There are six different types of coverage. You need at least the first three.

  1. Liability coverage
  2. Personal Injury Protection (PIP)
  3. Uninsured and underinsured drivers
  4. Collision coverage
  5. Comprehensive coverage (Other than Collision Coverage)
  6. Endorsements


Each type of coverage speaks to a different consequence of a car accident - medical costs, property damage, and so on.

Each has its own price tag: You decide how much coverage you want; the insurer tallies your selections to figure your annual premium. Heres an overview of these types of coverage:


1. Liability coverage
Liability means, basically, how much you must pay for hurts you cause to others and to property.
Coverage for injuries to people is crucial. Medical costs run high, as do jury awards for a victims suffering and lost income. Benchmark medical liability coverage for most home-owners (and people with sizeable assets) is $100,000 per person and $300,000 for all involved.
Property liability must cover both car repairs and ancillary destruction, such as a flattened flower garden or a severed hedge. Because you might be held accountable for related losses caused when, say, you felled a power line, it may be wise to carry $100,000 coverage.


2. Personal Injury Protection (PIP)
This medical coverage pays for your medical bills. No matter who was a fault, this insurance pays for accident-related medical costs for you and your family, typically for three years. If passengers who are not family members are hurt, this should cover their bills too, up to specified amounts.
PIP medical coverage comes into play when the accident is deemed to have been your fault. (The other drivers insurance pays if the other driver was a fault.)
Not all states require this medical coverage; some only require $1,000 of coverage per person. Many experts recommend having at least $10,000 per person, but $100,000 per person (with a maximum of $300,000 for everyone in your car) may be wiser if you have assets to protect.
Note: Your regular health insurance may also cover some accident-related medical costs, but it may not cover injuries to non-family passengers. PIP medical coverage usually will though. 


3. Uninsured and underinsured drivers
This coverage protects you if the other driver does not have insurance, or not enough insurance (or sellable assets) to pay for your losses.
Some states dont require this, and no-fault states insist that your regular policy cover this situation automatically. Uninsured-underinsured coverage should also pay for injury caused by a hit-and-run driver.
Many insurance folks say that if your house is worth more than about $300,000, you should at least consider $250,000/$500,000 coverage. The cost increase versus the potential loss makes this worthwhile for many drivers. 


4. Collision coverage  
Collision coverage pays for accident-related damage to your car. Because of the high cost of many cars - and the sums required to repair them - many experts say you should carry $50,000 of collision coverage on a car less than three years old. A deductible - the amount you pay before any insurance coverage kicks in - of $500 is about average. Damage not caused by the accident is paid for by comprehensive coverage (see below).

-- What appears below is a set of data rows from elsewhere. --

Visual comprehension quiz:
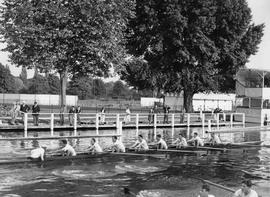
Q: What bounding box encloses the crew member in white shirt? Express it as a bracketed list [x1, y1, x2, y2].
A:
[210, 133, 221, 145]
[29, 147, 46, 161]
[131, 135, 149, 150]
[87, 138, 103, 153]
[156, 134, 168, 149]
[172, 133, 188, 148]
[111, 136, 126, 153]
[233, 180, 258, 197]
[187, 132, 204, 146]
[60, 139, 76, 156]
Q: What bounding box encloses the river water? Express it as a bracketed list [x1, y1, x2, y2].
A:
[0, 128, 270, 197]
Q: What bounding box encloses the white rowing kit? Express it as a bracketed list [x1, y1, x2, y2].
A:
[30, 147, 45, 161]
[62, 144, 76, 156]
[113, 140, 126, 153]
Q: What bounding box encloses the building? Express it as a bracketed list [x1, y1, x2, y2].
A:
[236, 69, 270, 125]
[165, 93, 235, 111]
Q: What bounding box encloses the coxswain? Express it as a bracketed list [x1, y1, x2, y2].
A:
[233, 180, 258, 197]
[210, 133, 221, 145]
[187, 132, 204, 146]
[198, 184, 215, 197]
[111, 136, 126, 153]
[60, 139, 76, 156]
[87, 138, 103, 153]
[156, 134, 168, 149]
[131, 135, 149, 150]
[29, 146, 47, 161]
[172, 133, 188, 148]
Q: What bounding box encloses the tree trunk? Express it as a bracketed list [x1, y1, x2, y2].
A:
[59, 71, 68, 107]
[184, 90, 194, 113]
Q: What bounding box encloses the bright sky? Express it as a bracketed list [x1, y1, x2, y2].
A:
[0, 0, 270, 77]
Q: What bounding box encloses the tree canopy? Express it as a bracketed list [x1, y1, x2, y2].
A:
[128, 0, 264, 112]
[0, 63, 16, 93]
[0, 0, 134, 104]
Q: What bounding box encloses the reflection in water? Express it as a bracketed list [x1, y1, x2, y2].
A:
[0, 128, 270, 197]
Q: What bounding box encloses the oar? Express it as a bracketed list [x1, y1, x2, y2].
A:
[198, 178, 262, 197]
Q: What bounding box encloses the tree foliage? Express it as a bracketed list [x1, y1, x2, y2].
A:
[67, 77, 93, 100]
[92, 79, 106, 98]
[19, 66, 27, 86]
[47, 74, 60, 94]
[0, 0, 134, 104]
[0, 63, 16, 93]
[25, 74, 50, 94]
[128, 0, 264, 111]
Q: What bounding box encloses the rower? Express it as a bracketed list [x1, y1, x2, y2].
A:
[209, 133, 221, 145]
[131, 135, 149, 150]
[187, 132, 204, 147]
[233, 180, 258, 197]
[29, 146, 47, 161]
[172, 133, 188, 148]
[156, 134, 168, 149]
[111, 136, 126, 153]
[87, 138, 103, 153]
[198, 184, 215, 197]
[60, 139, 76, 156]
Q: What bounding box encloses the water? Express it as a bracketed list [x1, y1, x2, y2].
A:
[0, 128, 270, 197]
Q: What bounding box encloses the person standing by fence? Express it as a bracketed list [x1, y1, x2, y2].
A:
[68, 106, 76, 126]
[163, 106, 170, 124]
[125, 107, 131, 123]
[20, 101, 30, 122]
[100, 107, 106, 124]
[76, 106, 82, 125]
[59, 105, 66, 125]
[32, 101, 40, 126]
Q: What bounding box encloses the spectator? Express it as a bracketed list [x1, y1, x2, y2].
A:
[76, 106, 82, 125]
[68, 106, 76, 126]
[148, 108, 154, 124]
[32, 101, 40, 126]
[198, 184, 215, 197]
[20, 101, 30, 121]
[59, 105, 66, 125]
[100, 107, 106, 124]
[163, 106, 170, 124]
[125, 107, 131, 123]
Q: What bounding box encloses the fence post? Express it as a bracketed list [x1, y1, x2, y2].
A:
[217, 113, 220, 130]
[73, 113, 77, 136]
[96, 113, 99, 135]
[187, 114, 190, 137]
[24, 113, 28, 137]
[154, 114, 157, 128]
[208, 120, 212, 131]
[202, 114, 205, 133]
[51, 113, 54, 136]
[172, 114, 174, 128]
[242, 113, 246, 127]
[230, 114, 233, 127]
[119, 122, 123, 142]
[136, 114, 139, 136]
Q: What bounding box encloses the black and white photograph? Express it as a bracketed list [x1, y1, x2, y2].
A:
[0, 0, 270, 197]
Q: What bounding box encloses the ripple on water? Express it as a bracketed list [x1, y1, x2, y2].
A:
[115, 164, 163, 174]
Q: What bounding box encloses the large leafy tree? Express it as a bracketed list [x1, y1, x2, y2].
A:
[0, 0, 134, 105]
[0, 63, 16, 93]
[126, 0, 264, 112]
[68, 77, 93, 100]
[25, 73, 50, 94]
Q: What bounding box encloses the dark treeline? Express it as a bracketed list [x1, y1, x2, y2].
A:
[0, 64, 152, 100]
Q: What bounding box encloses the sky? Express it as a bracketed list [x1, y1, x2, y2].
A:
[0, 0, 270, 77]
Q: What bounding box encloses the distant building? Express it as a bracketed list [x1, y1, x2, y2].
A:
[165, 92, 235, 111]
[236, 69, 270, 125]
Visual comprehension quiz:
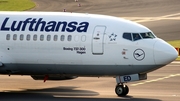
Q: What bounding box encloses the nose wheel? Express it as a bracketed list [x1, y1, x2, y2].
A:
[115, 84, 129, 96]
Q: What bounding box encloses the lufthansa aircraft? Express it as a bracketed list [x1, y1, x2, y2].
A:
[0, 12, 178, 96]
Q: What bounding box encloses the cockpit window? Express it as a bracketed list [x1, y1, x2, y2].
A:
[140, 32, 155, 39]
[132, 33, 141, 41]
[123, 33, 132, 41]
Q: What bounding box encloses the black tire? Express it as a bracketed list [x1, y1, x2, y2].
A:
[115, 85, 129, 96]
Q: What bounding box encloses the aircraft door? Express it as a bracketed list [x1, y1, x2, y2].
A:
[92, 26, 106, 55]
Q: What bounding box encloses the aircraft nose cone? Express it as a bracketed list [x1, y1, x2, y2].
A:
[154, 39, 178, 65]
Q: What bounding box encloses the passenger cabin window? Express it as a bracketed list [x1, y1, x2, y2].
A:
[54, 35, 58, 41]
[67, 35, 72, 41]
[13, 34, 17, 40]
[20, 34, 24, 41]
[123, 33, 132, 41]
[61, 35, 65, 41]
[26, 34, 31, 41]
[6, 34, 10, 40]
[40, 35, 44, 41]
[47, 35, 51, 41]
[132, 33, 141, 41]
[33, 34, 37, 41]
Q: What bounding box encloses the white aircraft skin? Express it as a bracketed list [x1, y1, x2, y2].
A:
[0, 12, 178, 96]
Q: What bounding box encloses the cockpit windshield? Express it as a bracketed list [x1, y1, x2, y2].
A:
[123, 32, 156, 41]
[140, 32, 155, 39]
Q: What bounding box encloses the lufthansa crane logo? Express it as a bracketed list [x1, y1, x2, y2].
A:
[133, 49, 145, 61]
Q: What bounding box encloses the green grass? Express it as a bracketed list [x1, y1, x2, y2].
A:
[168, 40, 180, 60]
[0, 0, 35, 11]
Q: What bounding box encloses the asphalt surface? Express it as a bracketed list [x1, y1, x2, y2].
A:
[0, 0, 180, 101]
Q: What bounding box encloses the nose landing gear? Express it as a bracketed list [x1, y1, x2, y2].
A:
[115, 84, 129, 96]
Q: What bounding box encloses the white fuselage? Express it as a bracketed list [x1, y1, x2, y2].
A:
[0, 12, 177, 76]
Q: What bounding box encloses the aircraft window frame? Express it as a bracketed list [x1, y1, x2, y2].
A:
[140, 32, 156, 39]
[6, 34, 11, 40]
[13, 34, 17, 40]
[67, 35, 72, 41]
[122, 32, 133, 41]
[54, 35, 58, 41]
[40, 34, 44, 41]
[47, 35, 51, 41]
[19, 34, 24, 41]
[33, 34, 38, 41]
[60, 35, 65, 41]
[132, 33, 142, 41]
[26, 34, 31, 41]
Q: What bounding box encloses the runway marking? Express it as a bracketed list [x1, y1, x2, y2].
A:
[122, 13, 180, 22]
[131, 74, 180, 86]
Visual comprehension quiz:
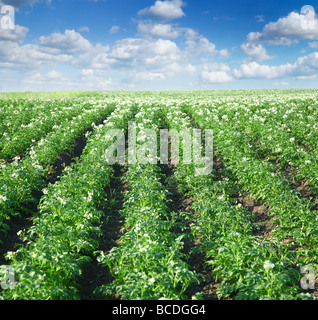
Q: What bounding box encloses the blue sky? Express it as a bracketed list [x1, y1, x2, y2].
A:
[0, 0, 318, 92]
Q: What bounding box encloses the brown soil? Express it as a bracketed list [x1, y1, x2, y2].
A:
[78, 167, 129, 300]
[0, 125, 100, 264]
[161, 165, 217, 300]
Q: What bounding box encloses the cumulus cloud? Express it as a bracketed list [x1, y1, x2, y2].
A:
[0, 0, 39, 9]
[38, 30, 92, 53]
[138, 0, 185, 20]
[233, 52, 318, 79]
[0, 25, 29, 43]
[137, 21, 180, 39]
[201, 63, 235, 84]
[109, 26, 120, 34]
[241, 12, 318, 61]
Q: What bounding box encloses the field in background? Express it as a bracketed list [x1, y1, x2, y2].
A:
[0, 90, 318, 300]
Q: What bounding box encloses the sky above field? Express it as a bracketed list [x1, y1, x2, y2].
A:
[0, 0, 318, 92]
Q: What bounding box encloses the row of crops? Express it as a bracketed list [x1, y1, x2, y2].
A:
[0, 90, 318, 300]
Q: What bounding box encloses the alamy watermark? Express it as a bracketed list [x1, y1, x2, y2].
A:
[300, 266, 315, 290]
[300, 5, 318, 30]
[0, 265, 16, 290]
[0, 5, 15, 30]
[104, 121, 213, 176]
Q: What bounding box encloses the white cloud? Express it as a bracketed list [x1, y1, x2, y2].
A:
[241, 32, 273, 61]
[201, 63, 235, 84]
[137, 22, 180, 39]
[135, 71, 166, 81]
[0, 25, 29, 42]
[241, 12, 318, 61]
[38, 30, 92, 53]
[233, 52, 318, 79]
[78, 26, 89, 32]
[138, 0, 185, 20]
[109, 26, 120, 34]
[0, 0, 40, 9]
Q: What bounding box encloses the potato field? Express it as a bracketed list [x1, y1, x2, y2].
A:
[0, 90, 318, 300]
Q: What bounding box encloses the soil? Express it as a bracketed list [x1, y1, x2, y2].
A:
[78, 167, 129, 300]
[0, 128, 101, 265]
[161, 165, 218, 300]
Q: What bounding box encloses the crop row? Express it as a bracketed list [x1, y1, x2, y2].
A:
[0, 101, 115, 236]
[0, 97, 97, 160]
[1, 102, 135, 300]
[164, 102, 316, 299]
[97, 105, 198, 300]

5. Comprehensive coverage (Other than Collision Coverage)
Often mentioned in the same breath with collision coverage, comprehensive covers all non-collision damage, including vandalism, flood and theft.
Comprehensive coverage has a deductible - the amount you pay before the insurance takes effect. As a rule, the larger your deductible, the lower your annual premium. If you choose, say, a $1,000 deductible, you pay the first $1,000 of the repair bill, and your insurer pays the rest. 


6. Endorsements
If you need additional coverage, special provisions called endorsements come into play. For example, if you want your insurance to cover towing costs, or renting a car to replace yours while its in the shop, you buy the appropriate endorsement. It then becomes part of your policy.